Criatividade: 'Quem não faz poeira come poeira'

Por Gil Kurtz, para Coletiva.net

Se você tem menos de 30 anos, não deve se lembrar do título desse livro, mas se o leu e lembra dele, melhor ainda.

Cito essa obra depois que o convite para escrever um artigo para o Coletiva.net me levou a revisitar alguns livros que fazem parte da minha formação empreendedora e do meu respeito ao valor da criatividade e das abordagens disruptivas. Vários contribuíram para fortalecer esses conceitos, mas essa, de 1991, e outra foram vitais para isto. Ou melhor, foram complementares.

A segunda, de 1993, tem como título "Processo Criativo", de Darlene Dalto, com fotos do talentoso Bob Wolfenson, e traz depoimentos sobre o processo criativo de mais de 20 figuras ligadas ao mundo da literatura, música, dança, artes plásticas, literatura, teatro, cinema, televisão, moda, design, vídeo, quadrinhos, fotografia e propaganda. Da publicidade, há nomes históricos e inspiradores como Alex Periscinoto, Cristina Carvalho Pinto, Enio Mainardi, Nizan Guanaes e Roberto Duailibi.

Você pode estar se perguntando: e aí, o que elas têm em comum? Antes de responder, preciso sublinhar que não atuo na área de criação, mas isso não quer dizer que as pessoas de outras áreas não precisam de um perfil criativo (aliás, isso fica muito claro nessas duas obras). Minha praia é planejamento de comunicação e estratégia.

Voltando à contribuição dos referidos livros na minha formação empreendedora e criativa, registro que André Ranschburg - autor da obra que uso como título desse artigo - foi muito relevante e inspirador. A história dele é muito peculiar: um húngaro naturalizado brasileiro, que revolucionou o mercado do jeans no Brasil no final dos anos 80.

Tomei conhecimento deste case de sucesso pela mídia e, em 1991, quando o livro foi lançado, tinha assumido a presidência da AJE-POA (Associação de Jovens Empresários de Porto Alegre), que tem como mantra o estímulo ao empreendedorismo. Naquele mesmo ano, planejamos um evento para ser a grande âncora dessa temática e, em reunião de diretoria, chegamos a duas conclusões: precisávamos de um nome nacional e um case de sucesso emblemático. Bingo: era o André.

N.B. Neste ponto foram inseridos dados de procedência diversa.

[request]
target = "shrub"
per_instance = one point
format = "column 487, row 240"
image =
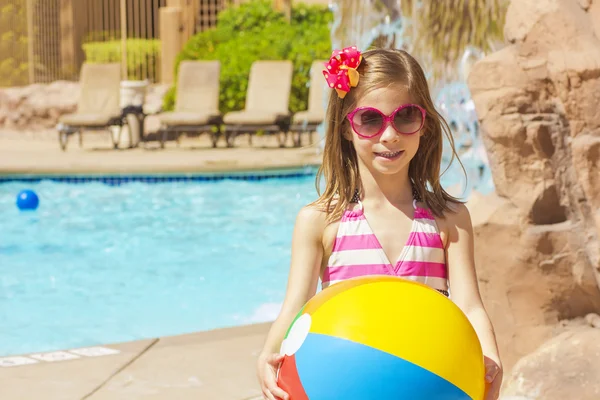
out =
column 14, row 67
column 254, row 31
column 142, row 55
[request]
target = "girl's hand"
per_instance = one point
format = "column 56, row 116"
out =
column 493, row 378
column 267, row 376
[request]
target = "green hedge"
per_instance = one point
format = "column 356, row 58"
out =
column 254, row 31
column 142, row 55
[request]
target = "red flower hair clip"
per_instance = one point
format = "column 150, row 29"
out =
column 341, row 72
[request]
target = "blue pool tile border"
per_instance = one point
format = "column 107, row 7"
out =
column 120, row 179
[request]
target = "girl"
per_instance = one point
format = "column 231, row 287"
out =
column 382, row 199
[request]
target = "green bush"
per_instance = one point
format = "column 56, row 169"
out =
column 254, row 31
column 142, row 55
column 14, row 67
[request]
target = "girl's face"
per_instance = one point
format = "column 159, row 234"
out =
column 388, row 152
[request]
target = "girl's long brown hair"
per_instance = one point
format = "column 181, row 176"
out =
column 382, row 68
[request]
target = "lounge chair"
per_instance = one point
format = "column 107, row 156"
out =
column 307, row 121
column 267, row 102
column 98, row 108
column 197, row 104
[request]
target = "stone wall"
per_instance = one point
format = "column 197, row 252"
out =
column 38, row 107
column 538, row 101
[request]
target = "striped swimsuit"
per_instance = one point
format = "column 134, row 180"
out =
column 357, row 252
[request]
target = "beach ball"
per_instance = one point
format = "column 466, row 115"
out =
column 27, row 200
column 381, row 338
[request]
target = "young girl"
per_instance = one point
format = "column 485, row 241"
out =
column 381, row 163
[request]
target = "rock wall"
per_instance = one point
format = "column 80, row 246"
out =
column 538, row 101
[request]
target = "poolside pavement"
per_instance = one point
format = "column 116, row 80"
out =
column 37, row 153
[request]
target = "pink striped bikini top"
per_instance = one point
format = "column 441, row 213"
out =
column 357, row 252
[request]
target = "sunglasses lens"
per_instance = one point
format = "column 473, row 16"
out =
column 408, row 120
column 367, row 122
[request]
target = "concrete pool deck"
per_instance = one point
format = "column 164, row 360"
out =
column 218, row 364
column 41, row 155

Saí da reunião ciente do desafio de chegar até ele e ajustar a agenda. Depois, em conversa com outros amigos da Federação de Jovens Empresários do Rio Grande do Sul, surgiu a ideia de fazer um convite para várias palestras em Porto Alegre e mais três cidades do Interior do Estado. Mas se o cara é um "pop star" e trazê-lo à capital já seria difícil, imagina levá-lo a outras cidades, distantes umas das outras.

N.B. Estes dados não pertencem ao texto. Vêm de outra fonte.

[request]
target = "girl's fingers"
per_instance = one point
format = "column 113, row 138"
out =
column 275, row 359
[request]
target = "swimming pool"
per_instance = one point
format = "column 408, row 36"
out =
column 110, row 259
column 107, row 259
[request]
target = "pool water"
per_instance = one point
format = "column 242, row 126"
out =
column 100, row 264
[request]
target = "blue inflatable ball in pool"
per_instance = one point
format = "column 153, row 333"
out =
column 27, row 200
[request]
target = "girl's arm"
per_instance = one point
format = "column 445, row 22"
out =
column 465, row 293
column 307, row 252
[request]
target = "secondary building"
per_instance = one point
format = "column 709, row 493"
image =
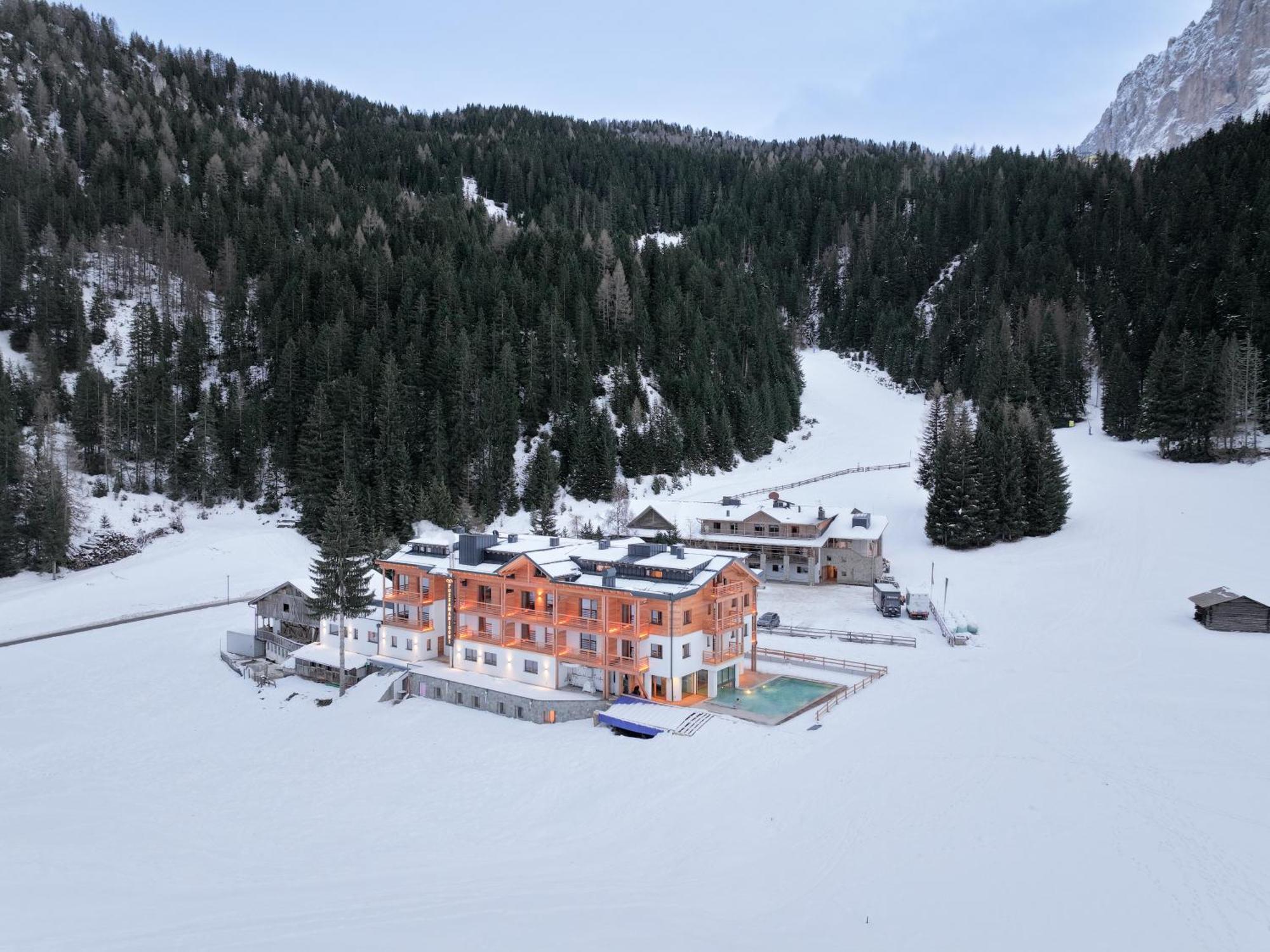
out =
column 606, row 617
column 783, row 540
column 1224, row 610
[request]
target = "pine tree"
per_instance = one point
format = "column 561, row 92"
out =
column 340, row 573
column 937, row 415
column 1122, row 395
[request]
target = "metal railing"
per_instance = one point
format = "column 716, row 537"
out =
column 860, row 638
column 822, row 478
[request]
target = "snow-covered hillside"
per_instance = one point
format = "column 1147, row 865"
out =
column 1090, row 774
column 1217, row 70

E havia ainda o problema de como entrar em contato, pois não conhecíamos ninguém que pudesse fazer a apresentação e abrir portas para uma conversa. Mas, inspirado pelos conceitos do próprio Ranschburg, telefonei diretamente para a fábrica e falei com a secretária dele. Expliquei a ideia e ela pediu que eu enviasse um fax (isso mesmo, lembram ele?), formalizando o convite para as quatro palestras, em Porto Alegre, Farroupilha, Santa Maria e Santa Rosa. Em menos de uma semana, com agenda proposta por ele, acertamos as datas em todas as cidades.

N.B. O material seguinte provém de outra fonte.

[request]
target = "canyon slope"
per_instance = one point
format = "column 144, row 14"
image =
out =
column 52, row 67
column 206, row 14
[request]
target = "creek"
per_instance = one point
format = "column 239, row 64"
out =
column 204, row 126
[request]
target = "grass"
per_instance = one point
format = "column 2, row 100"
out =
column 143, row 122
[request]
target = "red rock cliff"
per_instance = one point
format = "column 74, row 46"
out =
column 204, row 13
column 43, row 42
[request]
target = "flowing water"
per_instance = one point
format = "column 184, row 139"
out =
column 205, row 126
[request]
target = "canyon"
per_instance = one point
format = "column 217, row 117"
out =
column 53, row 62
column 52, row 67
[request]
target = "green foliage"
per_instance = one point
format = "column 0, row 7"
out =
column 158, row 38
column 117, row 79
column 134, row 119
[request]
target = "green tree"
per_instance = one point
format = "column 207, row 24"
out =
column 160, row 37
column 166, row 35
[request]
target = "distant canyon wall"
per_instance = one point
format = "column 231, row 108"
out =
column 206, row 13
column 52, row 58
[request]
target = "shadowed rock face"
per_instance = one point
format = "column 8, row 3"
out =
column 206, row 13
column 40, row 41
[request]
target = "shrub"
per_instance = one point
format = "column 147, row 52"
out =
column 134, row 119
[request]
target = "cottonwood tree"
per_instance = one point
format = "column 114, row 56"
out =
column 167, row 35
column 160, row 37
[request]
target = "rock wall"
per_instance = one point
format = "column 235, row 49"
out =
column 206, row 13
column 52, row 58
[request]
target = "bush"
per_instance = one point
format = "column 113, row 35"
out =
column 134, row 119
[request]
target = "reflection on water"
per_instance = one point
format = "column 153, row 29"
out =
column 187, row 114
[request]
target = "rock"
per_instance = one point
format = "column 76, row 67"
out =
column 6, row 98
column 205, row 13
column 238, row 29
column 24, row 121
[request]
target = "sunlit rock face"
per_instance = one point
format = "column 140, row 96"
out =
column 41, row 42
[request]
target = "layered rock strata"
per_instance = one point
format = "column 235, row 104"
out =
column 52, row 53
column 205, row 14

Se você continua lendo, provavelmente está se perguntando novamente: tudo bem, e daí? É que durante dois dias de viagens de carro pelo Estado, algumas conversas foram inspiradoras. Numa delas, perguntei porque ele, que era atendido pela DPZ, resolveu mudar para a DM9, do Nizan. Pelo relato feito no livro, ele havia "culpado" o atendimento. Foi isso mesmo?

E o Ranschburg respondeu, rindo: "Nada disto, queria apenas um novo perfil criativo". Bons tempos aqueles, quando o cliente mudava de agência por esse motivo. Hoje, a maioria muda pelo menor preço e pela menor inteligência. E as agências? Grande parte (só as grandes recebem) acredita que o BV garantirá sua existência.

Criatividade, inteligência competitiva e senioridade deixaram, infelizmente, de ser critérios para muitos anunciantes. Sorte nossa, ou Vossa, caso não tenha sido atingido por essa poeira.

Gil Kurtz é diretor da Vossa Estratégia e Comunicação.